Problem loading a dynamic quantized distilbert model.
See original GitHub issueHello and thanks for your awesome library,
Environment info
transformers
version: 3.0.2- Platform: Linux-4.15.0-117-generic-x86_64-with-Ubuntu-18.04-bionic
- Python version: 3.6.9
- PyTorch version (GPU?): 1.6.0 (False)
- Using GPU in script?: No
- Using distributed or parallel set-up in script?: No
Who can help
Information
I’m trying to optimize a fine-tuned (for token classification, NER) distilBert model through Dynamic Quantization. I use this line:
quantized_model = torch.quantization.quantize_dynamic(model, {torch.nn.Linear}, dtype=torch.qint8)
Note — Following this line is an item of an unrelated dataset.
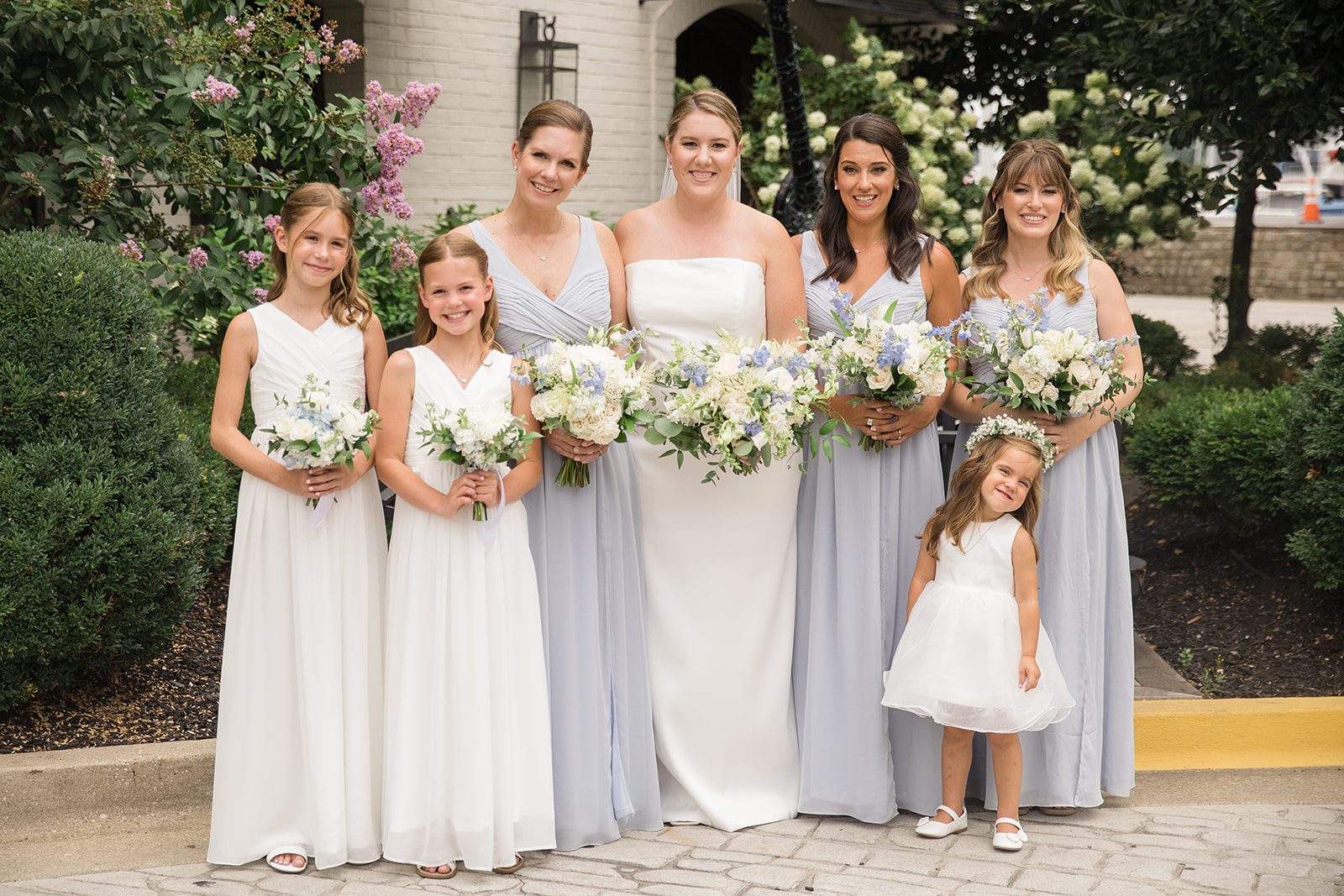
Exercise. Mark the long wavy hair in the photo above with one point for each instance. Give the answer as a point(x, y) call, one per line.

The model size goes from: 540 MB to 411 MB.
The quantized model works fine when I use it straight away in the script to make predictions, however I’m having trouble saving it and reloading it. I tried few things, first using save_pretrained:
quantized_model.save_pretrained(quantized_output_dir)
And then loading it using:
model = AutoModelForTokenClassification.from_pretrained(quantized_output_dir)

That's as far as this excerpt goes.